Electrical & Computer Engineering     |     Carnegie Mellon

Tuesday, October 13, 12:00-1:00 p.m. HH-1112


Wangyang Zhang
Carnegie Mellon University

Virtual Probe: A Statistically Optimal Framework for Minimum-Cost Silicon Characterization of Nanoscale IC

As the feature size of integrated circuits continues to scale down, parametric variation of manufacturing process becomes increasingly difficult to control, causing great uncertainty in circuit behavior. To understand and combat process variations, silicon testing and characterization is an important infrastructure that facilitates many statistical IC design techniques, such as statistical timing analysis, post-silicon tuning, etc. However, most traditional silicon characterization approaches are extremely expensive: Hundreds of test structures must be deployed in wafer scribe lines and/or product chips to capture spatial variations.

In this talk, I will present a new technique, referred to as virtual probe (VP), to efficiently measure, characterize and monitor the wafer/chip-level parametric variation of manufacturing processes and/or circuit performances. VP exploits recent breakthroughs in sparse linear regression to recover nearly complete statistics from remarkably small sample sets. Moreover, an optimal sampling strategy is derived from Bayesian inference and information theory to determine the optimal sampling locations where test structures should be deployed and measured to monitor spatial variations with maximum accuracy.

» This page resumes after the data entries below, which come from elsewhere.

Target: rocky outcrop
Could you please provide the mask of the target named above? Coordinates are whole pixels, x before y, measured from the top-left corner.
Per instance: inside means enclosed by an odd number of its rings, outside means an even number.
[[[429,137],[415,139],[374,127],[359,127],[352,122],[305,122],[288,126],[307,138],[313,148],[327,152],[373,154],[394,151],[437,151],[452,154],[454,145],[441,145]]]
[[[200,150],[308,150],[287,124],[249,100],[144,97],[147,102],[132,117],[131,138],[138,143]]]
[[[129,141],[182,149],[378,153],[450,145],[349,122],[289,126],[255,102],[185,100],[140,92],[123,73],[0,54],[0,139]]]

Our industrial examples with silicon measurement data demonstrate that VP reduces the estimation error by up to 10x compared to the traditional methods.

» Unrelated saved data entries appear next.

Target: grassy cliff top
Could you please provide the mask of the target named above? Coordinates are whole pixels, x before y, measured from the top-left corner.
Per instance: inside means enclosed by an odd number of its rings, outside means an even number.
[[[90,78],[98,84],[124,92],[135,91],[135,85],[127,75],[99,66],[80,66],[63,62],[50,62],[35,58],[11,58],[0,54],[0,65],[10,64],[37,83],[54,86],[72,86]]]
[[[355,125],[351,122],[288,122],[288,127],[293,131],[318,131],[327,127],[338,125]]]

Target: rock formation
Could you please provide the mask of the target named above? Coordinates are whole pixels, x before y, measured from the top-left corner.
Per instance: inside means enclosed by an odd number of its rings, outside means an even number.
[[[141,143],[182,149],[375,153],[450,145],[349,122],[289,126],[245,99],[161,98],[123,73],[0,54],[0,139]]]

Wangyang Zhang received his B.S. and M.S. degrees in Computer Science from Tsinghua University, in 2006 and 2008 respectively. He is currently a Ph.D. student in the department of Electrical and Computer Engineering at Carnegie Mellon University, where he is advised by Prof. Xin Li and Prof. Rob Rutenbar. His research interests include efficient statistical methods for VLSI CAD under process variations.